Preliminary study on the design, fabrication and application of a 3D-printed paediatric kidney phantom for use in nuclear medicine

Abstract

Pediatric patients with pelvic kidneys present unique challenges in nuclear medicine. This study uses 3D printing to examine how surrounding structures affect Differential Renal Function (DRF) and optimize imaging for improved patient care. The primary goals included developing precise kidney phantoms via advanced 3D printing, assessing the impact of surrounding structures on DRF, and identifying optimal scan configurations for precise dose calculations.
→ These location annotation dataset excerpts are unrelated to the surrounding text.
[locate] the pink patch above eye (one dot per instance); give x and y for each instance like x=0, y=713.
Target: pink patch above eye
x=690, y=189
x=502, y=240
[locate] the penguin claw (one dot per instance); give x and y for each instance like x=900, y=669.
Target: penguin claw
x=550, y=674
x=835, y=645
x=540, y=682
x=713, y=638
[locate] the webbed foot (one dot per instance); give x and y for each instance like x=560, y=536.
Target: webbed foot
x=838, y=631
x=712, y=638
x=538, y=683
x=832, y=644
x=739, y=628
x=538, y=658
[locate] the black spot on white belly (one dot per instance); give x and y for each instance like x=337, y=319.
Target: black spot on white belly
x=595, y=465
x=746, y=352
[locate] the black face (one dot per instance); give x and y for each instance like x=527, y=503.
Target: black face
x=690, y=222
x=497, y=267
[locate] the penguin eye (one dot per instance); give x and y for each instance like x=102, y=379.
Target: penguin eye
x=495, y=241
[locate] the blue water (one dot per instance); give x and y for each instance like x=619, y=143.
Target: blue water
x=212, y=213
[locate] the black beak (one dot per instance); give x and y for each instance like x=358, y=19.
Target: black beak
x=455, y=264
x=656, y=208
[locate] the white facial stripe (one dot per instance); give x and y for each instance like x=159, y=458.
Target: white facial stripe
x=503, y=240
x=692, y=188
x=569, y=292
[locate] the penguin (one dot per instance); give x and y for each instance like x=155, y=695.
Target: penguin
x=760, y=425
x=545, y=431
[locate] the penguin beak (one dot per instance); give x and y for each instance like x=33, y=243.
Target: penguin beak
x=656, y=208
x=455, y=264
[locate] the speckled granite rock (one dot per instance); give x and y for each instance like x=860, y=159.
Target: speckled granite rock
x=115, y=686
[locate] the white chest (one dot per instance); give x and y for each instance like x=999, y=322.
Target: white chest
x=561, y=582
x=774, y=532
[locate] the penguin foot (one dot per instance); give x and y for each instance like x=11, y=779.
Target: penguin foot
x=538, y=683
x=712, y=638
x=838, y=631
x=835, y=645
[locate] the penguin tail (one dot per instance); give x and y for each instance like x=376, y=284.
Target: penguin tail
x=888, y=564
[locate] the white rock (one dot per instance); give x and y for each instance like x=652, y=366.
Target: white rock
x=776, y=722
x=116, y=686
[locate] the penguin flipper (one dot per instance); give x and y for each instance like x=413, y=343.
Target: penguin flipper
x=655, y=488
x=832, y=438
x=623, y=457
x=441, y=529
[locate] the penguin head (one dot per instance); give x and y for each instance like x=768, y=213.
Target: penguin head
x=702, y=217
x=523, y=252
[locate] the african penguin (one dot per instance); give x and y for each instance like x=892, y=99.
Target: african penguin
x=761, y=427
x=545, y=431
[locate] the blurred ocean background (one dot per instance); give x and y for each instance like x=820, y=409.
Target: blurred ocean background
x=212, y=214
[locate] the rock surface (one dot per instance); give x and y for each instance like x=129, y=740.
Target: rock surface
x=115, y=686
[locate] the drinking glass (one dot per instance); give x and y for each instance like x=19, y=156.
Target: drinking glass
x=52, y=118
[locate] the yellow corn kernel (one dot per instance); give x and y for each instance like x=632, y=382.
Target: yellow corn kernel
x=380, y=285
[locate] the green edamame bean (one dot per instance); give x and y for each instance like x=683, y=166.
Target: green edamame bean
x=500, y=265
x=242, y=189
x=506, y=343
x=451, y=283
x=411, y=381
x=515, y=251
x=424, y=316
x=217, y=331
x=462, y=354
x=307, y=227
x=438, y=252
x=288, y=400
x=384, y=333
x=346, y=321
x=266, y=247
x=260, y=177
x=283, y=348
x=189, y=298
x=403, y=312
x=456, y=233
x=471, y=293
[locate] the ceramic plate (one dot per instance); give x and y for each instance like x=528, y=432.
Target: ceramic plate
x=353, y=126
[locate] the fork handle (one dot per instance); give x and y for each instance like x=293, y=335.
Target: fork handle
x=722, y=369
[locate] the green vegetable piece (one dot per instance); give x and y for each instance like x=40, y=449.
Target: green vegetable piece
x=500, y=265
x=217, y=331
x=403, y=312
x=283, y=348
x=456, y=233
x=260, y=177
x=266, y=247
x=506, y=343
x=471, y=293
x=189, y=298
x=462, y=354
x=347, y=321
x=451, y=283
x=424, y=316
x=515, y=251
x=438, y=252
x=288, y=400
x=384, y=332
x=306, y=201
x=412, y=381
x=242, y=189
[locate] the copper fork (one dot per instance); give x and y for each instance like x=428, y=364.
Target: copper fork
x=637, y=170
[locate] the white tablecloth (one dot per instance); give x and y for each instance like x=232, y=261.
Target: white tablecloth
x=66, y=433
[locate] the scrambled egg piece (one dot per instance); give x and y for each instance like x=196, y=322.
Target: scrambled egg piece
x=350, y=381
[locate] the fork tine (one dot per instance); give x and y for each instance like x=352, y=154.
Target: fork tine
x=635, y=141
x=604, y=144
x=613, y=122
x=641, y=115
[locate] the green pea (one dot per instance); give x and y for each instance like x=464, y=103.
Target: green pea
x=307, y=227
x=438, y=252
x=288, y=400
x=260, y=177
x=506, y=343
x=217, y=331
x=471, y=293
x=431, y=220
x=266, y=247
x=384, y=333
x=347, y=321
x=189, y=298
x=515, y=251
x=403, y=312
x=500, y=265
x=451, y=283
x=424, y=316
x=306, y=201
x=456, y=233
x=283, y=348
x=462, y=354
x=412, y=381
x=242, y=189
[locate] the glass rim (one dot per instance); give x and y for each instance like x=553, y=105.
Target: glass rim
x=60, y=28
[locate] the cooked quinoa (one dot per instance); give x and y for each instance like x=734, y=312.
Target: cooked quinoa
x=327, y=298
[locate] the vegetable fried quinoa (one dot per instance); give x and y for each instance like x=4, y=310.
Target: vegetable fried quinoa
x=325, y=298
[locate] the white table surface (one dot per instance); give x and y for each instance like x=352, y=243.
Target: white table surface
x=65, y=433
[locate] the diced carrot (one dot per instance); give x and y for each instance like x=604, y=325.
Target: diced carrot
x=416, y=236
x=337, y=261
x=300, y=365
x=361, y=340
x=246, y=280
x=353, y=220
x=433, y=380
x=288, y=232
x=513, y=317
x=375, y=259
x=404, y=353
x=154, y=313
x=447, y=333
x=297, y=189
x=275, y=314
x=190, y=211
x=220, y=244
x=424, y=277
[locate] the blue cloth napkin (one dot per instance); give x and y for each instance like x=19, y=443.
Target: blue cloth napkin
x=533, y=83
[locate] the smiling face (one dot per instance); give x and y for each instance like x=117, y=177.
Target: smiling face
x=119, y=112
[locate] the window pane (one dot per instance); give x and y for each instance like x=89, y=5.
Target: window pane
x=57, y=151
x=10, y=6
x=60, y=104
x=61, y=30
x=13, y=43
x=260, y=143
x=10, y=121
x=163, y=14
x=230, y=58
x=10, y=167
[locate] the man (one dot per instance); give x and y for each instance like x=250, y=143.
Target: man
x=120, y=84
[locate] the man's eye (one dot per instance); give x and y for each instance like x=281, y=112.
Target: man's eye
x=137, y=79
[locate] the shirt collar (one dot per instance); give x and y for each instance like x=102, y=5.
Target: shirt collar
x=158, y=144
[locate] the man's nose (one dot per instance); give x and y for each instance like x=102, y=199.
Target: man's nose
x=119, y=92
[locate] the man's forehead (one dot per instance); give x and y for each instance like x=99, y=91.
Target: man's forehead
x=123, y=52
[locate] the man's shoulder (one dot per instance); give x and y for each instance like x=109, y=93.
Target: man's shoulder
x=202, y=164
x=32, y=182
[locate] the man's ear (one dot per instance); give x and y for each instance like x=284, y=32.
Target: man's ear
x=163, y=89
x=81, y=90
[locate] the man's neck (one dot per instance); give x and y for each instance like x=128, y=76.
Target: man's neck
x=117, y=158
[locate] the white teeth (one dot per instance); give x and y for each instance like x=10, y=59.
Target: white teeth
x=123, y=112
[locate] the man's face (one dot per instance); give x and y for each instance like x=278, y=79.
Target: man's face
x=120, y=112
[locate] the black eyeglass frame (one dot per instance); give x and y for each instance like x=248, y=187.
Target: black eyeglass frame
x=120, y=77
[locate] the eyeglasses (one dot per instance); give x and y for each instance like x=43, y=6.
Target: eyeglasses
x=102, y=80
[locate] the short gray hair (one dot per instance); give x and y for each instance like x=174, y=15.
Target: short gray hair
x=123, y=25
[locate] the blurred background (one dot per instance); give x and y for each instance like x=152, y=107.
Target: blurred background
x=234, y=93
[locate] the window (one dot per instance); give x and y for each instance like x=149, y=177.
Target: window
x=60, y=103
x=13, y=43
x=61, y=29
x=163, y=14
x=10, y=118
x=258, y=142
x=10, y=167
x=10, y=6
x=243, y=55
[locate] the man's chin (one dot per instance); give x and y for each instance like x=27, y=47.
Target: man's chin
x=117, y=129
Collaboration was fostered to create a dedicated 3D printing research group for a Nuclear Medicine pediatric pelvic kidney phantom. This effort included rigorous experimentation and close collaboration within the research team. The phantom was created using 3D printing technology, and three scans were conducted to compare DRF under varying conditions: a baseline scan, a scenario with all organs, and one focusing solely on the kidneys. The findings showed that the smaller, narrower pediatric pelvis has minimal impact on the DRF of the pelvic kidney. Additionally, a slight overestimation of DRF occurred with bladder activity. Optimal scan settings were methodically identified to improve dose calculation precision and imaging techniques. This study highlights the importance of further research to establish accurate kidney uptake values and staying updated on medical physics and radiation protection guidelines. The successful creation of a Nuclear Medicine pediatric pelvic kidney phantom demonstrates 3D printing’s potential in medical physics. Further research is advised to improve imaging protocols for pediatric pelvic kidney cases. Professionals should stay informed about evolving kidney uptake values and guidelines, contributing to enhanced patient care in nuclear medicine.